There are many threads that make up the pattern of Scott’s development as an artist. Still lifes hint at landscapes, landscapes hint at the figure, and at the beginning of the 1950s the figure becomes the still life. The female nude was a recurring and key theme in Scott’s work. Jerwood’s exhibition, William Scott: Divided Figure will highlight the artist’s exploration of the divide between abstraction and figuration, and the developments that took place throughout this crucial phase in his career.
“We are thrilled to be showcasing a range of Scott’s stunning figure works, which were created over a nineteen year period in his career. Many of the works are from private collections and have rarely or, in some cases, never been on public display. An exhibition of this nature would not be possible without the very generous support of private collectors and the William Scott Archive, for which we are extremely grateful.

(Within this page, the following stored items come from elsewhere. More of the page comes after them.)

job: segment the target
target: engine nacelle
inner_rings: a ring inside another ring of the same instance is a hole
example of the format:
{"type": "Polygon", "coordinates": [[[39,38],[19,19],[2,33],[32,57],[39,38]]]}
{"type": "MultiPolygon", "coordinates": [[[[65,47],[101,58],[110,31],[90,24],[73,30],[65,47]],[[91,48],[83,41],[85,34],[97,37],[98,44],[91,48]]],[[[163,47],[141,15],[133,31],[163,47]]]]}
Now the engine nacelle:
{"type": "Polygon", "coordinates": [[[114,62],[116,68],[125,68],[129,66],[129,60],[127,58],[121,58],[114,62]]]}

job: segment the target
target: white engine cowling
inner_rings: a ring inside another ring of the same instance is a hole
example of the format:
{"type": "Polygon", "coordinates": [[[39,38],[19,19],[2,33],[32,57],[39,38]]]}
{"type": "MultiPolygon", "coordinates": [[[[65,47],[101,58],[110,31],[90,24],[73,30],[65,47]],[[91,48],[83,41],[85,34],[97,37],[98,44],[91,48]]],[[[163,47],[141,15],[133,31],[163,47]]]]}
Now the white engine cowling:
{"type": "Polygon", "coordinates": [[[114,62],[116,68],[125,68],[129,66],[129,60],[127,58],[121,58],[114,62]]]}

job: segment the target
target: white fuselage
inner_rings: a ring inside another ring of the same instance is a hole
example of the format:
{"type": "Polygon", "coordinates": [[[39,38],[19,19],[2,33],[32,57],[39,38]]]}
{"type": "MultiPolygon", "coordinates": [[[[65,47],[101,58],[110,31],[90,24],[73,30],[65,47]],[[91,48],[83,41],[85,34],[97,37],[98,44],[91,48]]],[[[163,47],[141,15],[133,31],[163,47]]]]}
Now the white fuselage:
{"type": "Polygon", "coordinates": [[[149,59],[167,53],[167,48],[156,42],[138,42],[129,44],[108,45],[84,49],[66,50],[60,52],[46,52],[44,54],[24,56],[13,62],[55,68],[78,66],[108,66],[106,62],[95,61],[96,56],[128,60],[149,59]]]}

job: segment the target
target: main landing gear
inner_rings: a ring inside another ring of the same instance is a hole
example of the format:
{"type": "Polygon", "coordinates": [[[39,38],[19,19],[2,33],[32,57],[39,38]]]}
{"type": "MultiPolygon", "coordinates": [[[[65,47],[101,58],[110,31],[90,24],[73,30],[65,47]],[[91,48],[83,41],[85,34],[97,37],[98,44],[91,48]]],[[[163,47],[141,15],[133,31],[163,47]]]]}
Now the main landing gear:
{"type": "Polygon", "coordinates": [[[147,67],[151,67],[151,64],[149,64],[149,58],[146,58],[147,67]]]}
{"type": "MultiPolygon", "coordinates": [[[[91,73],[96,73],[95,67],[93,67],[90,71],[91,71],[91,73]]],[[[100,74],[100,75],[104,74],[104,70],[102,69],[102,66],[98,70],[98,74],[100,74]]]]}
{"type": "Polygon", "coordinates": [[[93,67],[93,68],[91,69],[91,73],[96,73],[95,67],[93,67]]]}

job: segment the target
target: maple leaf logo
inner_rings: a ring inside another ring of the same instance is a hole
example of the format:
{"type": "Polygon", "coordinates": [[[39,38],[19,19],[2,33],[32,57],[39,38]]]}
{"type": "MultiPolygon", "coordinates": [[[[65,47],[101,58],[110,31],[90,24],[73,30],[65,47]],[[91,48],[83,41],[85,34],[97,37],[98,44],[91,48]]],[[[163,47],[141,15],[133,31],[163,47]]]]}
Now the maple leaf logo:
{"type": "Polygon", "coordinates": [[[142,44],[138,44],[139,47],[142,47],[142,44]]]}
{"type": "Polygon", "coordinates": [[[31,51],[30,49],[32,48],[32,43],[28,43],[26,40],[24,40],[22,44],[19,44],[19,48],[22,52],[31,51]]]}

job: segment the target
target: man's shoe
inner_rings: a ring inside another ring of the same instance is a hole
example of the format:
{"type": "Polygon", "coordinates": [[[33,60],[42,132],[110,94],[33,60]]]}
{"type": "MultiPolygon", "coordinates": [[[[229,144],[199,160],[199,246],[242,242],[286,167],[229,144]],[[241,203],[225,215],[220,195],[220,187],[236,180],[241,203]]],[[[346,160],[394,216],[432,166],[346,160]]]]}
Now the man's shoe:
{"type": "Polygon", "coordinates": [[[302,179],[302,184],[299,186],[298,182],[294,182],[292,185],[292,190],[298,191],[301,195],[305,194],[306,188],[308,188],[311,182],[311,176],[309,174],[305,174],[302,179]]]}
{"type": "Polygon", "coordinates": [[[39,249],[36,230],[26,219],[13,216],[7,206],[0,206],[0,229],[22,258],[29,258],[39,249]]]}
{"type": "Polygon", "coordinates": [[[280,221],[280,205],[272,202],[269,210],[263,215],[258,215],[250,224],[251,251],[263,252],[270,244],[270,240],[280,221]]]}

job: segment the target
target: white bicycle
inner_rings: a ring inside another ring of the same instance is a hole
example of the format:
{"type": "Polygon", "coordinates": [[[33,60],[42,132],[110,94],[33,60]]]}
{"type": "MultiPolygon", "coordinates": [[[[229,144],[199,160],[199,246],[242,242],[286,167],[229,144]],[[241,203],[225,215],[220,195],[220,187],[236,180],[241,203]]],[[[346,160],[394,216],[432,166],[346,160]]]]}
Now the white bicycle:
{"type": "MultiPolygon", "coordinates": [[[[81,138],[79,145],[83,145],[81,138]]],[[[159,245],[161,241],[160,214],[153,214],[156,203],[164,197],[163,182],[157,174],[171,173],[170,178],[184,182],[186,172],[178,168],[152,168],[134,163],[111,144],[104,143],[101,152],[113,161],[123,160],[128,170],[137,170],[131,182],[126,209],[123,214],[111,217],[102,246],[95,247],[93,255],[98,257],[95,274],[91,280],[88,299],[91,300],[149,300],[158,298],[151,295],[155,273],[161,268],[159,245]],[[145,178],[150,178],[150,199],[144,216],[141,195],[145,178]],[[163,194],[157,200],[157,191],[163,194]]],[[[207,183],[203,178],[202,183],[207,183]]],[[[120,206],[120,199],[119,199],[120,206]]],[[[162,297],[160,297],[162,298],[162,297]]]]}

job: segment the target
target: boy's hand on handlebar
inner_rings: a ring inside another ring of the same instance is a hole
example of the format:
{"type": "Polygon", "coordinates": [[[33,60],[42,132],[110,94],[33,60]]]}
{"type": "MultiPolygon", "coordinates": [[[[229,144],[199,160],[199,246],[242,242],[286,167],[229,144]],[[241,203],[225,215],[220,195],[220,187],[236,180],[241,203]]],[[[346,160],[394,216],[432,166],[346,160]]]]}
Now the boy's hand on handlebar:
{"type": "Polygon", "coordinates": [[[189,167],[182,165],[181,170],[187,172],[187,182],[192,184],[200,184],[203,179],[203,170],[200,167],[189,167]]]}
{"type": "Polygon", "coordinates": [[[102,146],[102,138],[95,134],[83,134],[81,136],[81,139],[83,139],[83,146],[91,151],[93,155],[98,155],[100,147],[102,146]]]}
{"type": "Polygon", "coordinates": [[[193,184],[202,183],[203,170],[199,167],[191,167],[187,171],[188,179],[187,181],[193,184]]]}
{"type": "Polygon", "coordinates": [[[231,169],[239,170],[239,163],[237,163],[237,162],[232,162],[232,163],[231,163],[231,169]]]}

The Jerwood Gallery’s exhibition will include photographs, exhibition catalogues and archive material generously loaned by the William Scott Archive and screenings of the 1984 film Every Picture Tells a Story, a touching and personal biography of the life of William Scott told by his son, Academy Award-winning filmmaker, James Scott. Centering around Scott’s early years, the film delicately interweaves art and life as seen from the artist’s perspective, incorporating the tenets of abstract expressionism that influenced his work” says, Liz Gilmore, Director of the Jerwood Gallery.
William Scott CBE RA was born on 15 February 1913 in Greenock, Scotland; his artistic career spanned five decades and took him across the globe: from his formative years in Northern Ireland and Cornwall in the mid 30’s, to Italy (1938), France (during and after the war), Canada and the USA (1953 and 1978), Spain (1955), Germany (1963-5) and Japan (1980).
Through his New York gallerist, Martha Jackson (Martha Jackson Gallery), Scott was introduced to Jackson Pollock in 1953 and that summer he also met the leading painters of the New York school: William de Kooning, Mark Rothko and Franz Kline. At the same time he was assimilating the influence of European painters. In the biographical notes to the Tate Gallery exhibition catalogue (William Scott: Paintings, Drawings and Gouaches 1938-1971, London Tate Gallery, 1972 p. 65), Scott wrote “Continual figure painting made me aware of the great paintings of nudes. The pictures I had in mind amongst the Old Masters were Cranach, Titian, Giorgione, Goya and Boucher and among later paintings, Corot, Manet, Gauguin, Modigliani, Bonnard and Matisse”.